Let $f$ be a $\alpha$-strongly convex $L$-smooth function (i.e. $\nabla f$ is $L$-Lipschitz).
Consider gradient descent update:
$$x_{t+1} \gets x_t – \eta_t \nabla f(x_t),$$
where $\eta_t$ are sufficiently small step sizes (for the purpose of this question, you can assume that they are as small as you need them to be).

Question: Do we have a uniform bound on $\|\nabla f(x_t)\|$ for all $t$? I want to say that $\|\nabla f(x_t)\|$ decreases (intuitively, since since $\|x_t – x^*\|$ decreases, where $x^*$ is the optimum), and therefore is bounded by $\|\nabla f(x_0)\|$, but I couldn't prove it. I expect that the worst bound is maybe something like $\frac L\alpha \|\nabla f(x_0)\|$.

The problem is that strong convexity can be used to bound $\|\nabla f(x_t)\|$ from below (using that $|\langle \nabla f(x_t), x_t – x^* \rangle| \ge \alpha \|x_t – x^*\|^2$), but I couldn't bound it from above. I also could show this for functions of form $f(x) = x^\top A x$ (by considering each eigenvector separately), but not for general functions.
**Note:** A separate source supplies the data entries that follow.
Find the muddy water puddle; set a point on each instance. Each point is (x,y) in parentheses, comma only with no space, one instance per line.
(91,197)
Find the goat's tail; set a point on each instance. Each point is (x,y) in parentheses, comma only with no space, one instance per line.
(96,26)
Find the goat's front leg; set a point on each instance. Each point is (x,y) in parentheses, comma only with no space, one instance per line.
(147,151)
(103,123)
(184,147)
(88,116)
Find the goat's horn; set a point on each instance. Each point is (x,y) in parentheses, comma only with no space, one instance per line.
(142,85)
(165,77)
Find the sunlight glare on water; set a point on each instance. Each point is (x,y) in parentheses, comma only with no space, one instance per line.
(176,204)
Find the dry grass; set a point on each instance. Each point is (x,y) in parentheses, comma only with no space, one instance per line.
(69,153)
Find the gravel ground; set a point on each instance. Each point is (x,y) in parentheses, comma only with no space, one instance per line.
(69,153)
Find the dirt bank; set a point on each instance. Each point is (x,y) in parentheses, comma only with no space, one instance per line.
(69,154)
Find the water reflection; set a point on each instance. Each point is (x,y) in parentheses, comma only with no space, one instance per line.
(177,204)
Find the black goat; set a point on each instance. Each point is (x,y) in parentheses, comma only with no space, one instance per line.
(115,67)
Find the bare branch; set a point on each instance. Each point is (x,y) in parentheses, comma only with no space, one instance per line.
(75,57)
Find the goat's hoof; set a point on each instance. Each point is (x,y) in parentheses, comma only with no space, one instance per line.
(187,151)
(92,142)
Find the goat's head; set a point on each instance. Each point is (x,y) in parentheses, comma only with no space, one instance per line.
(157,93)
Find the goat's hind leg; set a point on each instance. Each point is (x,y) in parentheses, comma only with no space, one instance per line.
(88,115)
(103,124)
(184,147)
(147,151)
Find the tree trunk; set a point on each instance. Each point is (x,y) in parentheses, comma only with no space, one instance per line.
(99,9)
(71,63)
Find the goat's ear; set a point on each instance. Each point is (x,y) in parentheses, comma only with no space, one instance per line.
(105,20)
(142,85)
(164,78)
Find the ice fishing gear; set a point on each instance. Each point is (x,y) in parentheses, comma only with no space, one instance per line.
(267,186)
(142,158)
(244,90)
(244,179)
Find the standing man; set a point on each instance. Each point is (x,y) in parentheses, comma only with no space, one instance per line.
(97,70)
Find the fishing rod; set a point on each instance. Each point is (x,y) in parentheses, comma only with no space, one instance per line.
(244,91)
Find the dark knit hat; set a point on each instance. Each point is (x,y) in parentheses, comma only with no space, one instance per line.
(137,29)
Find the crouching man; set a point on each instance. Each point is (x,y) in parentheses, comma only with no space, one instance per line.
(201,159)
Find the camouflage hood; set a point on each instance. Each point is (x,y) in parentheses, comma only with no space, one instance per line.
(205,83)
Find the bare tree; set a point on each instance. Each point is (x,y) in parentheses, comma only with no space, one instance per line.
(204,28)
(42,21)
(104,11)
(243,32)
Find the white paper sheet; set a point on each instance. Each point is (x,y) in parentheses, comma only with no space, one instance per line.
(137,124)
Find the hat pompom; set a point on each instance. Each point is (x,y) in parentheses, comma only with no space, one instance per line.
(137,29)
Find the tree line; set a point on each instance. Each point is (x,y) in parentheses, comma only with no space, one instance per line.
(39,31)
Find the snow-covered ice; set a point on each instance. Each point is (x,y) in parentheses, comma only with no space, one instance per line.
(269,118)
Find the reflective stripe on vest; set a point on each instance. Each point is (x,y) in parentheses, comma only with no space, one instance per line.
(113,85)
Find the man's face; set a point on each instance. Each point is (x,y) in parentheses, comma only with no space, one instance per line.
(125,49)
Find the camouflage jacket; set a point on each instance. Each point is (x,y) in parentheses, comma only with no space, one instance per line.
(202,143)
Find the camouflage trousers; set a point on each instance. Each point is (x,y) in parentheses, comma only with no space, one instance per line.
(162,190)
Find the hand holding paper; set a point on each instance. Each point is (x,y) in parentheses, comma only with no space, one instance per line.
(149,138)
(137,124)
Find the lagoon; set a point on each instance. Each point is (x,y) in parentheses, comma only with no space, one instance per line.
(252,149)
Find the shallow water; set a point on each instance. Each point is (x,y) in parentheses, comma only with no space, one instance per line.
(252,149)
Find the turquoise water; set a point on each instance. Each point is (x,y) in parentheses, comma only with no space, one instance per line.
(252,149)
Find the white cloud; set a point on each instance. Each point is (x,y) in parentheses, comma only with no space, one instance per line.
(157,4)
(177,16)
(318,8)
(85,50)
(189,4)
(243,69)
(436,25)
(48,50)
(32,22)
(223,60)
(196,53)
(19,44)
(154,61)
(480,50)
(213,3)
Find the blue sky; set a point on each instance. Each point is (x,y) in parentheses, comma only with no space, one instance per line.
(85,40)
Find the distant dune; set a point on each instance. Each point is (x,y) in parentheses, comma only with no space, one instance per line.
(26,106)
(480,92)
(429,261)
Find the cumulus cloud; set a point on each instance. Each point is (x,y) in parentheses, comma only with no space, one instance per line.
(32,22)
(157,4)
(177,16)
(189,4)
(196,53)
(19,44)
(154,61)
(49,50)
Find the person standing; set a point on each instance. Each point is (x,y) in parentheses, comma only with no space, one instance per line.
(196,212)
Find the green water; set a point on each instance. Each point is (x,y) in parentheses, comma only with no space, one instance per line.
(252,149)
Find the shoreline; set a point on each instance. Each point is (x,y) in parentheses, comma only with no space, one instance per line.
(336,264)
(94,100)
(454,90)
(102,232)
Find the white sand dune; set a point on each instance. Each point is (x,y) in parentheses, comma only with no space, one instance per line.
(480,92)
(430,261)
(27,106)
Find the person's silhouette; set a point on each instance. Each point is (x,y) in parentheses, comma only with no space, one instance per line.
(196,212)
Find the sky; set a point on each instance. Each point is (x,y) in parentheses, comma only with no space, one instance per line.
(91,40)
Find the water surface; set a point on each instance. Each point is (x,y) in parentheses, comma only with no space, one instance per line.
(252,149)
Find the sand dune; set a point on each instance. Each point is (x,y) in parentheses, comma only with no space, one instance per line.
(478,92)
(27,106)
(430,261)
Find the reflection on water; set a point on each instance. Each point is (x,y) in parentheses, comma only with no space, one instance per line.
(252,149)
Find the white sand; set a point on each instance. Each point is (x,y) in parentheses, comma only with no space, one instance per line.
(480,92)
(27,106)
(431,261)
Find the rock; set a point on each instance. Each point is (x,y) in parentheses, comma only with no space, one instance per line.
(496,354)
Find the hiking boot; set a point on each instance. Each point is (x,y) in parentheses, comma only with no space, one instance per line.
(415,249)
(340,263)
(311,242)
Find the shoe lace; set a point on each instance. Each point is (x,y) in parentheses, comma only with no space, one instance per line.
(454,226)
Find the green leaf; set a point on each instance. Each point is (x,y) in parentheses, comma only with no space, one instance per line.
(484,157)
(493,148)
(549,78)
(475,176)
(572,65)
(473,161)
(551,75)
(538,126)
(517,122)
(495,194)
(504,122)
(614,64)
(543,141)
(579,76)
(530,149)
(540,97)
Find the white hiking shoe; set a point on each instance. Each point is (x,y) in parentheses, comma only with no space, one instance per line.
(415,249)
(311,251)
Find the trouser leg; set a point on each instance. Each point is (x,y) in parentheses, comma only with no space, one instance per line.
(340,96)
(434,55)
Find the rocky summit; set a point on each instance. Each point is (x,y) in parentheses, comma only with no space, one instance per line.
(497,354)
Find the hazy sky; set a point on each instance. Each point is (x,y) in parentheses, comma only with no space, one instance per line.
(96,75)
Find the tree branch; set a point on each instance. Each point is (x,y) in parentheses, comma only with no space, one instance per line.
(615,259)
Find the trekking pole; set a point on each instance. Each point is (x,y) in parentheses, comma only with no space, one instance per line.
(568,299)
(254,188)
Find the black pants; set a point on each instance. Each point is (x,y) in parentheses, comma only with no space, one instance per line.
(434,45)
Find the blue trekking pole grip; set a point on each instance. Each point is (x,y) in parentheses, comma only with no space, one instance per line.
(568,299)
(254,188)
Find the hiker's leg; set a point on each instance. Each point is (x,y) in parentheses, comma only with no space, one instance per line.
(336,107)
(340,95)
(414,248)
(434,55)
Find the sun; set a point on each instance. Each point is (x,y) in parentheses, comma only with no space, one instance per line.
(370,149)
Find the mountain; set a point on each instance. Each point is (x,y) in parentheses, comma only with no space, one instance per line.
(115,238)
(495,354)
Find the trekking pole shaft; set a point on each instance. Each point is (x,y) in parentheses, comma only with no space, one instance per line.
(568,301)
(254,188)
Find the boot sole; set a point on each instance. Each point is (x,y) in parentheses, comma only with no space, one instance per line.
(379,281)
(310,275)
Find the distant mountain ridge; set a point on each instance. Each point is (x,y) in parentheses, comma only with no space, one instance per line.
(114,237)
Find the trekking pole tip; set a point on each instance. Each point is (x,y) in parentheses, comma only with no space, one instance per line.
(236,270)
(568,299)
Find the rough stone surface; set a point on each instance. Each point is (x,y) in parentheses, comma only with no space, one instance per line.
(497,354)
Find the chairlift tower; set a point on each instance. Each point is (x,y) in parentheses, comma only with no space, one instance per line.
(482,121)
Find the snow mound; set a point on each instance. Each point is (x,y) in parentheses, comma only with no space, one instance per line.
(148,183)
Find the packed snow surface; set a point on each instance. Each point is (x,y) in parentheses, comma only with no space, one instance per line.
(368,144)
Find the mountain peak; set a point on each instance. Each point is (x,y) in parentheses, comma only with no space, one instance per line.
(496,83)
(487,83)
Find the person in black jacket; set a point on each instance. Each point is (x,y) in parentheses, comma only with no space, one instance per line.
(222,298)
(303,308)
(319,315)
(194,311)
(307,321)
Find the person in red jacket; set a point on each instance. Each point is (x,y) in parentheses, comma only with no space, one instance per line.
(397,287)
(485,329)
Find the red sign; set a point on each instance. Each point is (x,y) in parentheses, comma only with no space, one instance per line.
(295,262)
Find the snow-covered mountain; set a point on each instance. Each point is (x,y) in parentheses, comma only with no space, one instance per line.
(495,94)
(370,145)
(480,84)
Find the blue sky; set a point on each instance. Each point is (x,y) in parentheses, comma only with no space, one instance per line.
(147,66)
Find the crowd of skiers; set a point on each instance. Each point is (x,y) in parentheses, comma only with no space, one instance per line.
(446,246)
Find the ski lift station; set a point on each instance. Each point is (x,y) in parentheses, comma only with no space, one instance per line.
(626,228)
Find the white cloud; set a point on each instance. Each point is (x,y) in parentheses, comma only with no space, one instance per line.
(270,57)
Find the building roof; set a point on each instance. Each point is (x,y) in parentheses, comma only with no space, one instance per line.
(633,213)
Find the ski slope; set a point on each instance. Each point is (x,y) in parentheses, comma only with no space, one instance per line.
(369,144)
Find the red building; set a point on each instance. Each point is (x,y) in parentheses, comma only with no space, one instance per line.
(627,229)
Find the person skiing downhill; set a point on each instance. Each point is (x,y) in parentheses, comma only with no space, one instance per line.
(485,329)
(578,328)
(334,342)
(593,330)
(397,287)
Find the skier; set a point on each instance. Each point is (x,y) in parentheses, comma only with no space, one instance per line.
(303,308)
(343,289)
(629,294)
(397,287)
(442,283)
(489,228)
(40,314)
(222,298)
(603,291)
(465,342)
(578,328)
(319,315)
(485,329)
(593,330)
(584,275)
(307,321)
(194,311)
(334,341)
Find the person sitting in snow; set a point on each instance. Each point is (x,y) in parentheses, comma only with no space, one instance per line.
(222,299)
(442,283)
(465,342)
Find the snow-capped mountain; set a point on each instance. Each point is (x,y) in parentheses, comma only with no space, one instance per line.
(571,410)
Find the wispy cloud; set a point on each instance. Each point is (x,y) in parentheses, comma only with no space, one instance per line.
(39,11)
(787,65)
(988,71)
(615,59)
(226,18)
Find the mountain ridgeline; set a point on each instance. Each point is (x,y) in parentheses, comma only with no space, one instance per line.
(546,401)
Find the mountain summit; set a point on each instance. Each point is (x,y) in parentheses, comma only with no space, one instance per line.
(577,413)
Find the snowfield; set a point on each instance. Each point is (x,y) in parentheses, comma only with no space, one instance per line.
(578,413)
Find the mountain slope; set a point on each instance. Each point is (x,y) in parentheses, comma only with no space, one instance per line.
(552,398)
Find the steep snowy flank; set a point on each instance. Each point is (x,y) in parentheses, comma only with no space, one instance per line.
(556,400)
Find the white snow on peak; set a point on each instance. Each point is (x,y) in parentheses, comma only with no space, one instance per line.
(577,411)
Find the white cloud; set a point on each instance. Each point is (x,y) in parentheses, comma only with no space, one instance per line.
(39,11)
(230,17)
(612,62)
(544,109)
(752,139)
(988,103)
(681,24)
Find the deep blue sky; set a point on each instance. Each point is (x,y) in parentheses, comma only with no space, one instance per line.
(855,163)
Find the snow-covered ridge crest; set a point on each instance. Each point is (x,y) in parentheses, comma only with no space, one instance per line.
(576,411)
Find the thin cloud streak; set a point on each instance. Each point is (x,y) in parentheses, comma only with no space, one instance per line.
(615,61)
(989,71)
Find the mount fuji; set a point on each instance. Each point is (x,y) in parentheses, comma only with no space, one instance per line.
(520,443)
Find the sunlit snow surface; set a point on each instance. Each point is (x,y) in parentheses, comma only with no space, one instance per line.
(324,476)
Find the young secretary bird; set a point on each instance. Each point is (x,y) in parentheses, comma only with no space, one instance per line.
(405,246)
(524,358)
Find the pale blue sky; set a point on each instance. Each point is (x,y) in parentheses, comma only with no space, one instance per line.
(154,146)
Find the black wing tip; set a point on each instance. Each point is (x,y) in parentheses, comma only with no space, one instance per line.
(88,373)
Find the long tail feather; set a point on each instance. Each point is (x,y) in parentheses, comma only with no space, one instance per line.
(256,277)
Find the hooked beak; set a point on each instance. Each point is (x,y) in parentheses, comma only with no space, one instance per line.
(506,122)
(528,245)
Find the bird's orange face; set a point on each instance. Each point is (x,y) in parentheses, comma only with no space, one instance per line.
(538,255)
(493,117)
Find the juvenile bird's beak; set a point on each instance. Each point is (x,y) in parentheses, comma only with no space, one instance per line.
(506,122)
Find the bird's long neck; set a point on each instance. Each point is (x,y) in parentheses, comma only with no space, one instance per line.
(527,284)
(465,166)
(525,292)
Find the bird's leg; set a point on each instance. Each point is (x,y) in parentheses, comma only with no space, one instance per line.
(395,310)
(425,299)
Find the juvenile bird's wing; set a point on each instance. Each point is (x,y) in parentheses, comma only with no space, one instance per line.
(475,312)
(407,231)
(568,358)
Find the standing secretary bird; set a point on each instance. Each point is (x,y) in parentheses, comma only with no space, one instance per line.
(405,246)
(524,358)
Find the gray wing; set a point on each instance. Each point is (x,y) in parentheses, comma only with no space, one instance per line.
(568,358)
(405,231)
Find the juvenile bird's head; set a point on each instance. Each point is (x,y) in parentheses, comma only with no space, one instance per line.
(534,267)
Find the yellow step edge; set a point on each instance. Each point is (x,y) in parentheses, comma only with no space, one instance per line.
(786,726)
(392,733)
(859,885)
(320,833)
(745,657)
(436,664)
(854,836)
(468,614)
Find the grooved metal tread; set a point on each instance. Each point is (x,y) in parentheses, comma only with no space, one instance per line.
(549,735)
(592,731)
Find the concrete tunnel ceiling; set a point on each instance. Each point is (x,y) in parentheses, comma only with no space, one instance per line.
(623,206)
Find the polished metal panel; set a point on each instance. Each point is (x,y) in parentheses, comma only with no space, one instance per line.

I actually need this for stochastic Gradient Descent, but I expect that it'll require minor changes for both the bound and the proof.

Best Answer

When $f$ is $L$-smooth, you have

$$ \| \nabla f(x) - \nabla f(x_*)\|_2 \leq L \| x - x_* \|_2 \Rightarrow \| \nabla f(x)\|_2 \leq L \| x - x_* \|_2, $$

since $\nabla f(x_*) = 0$ at the minimizer.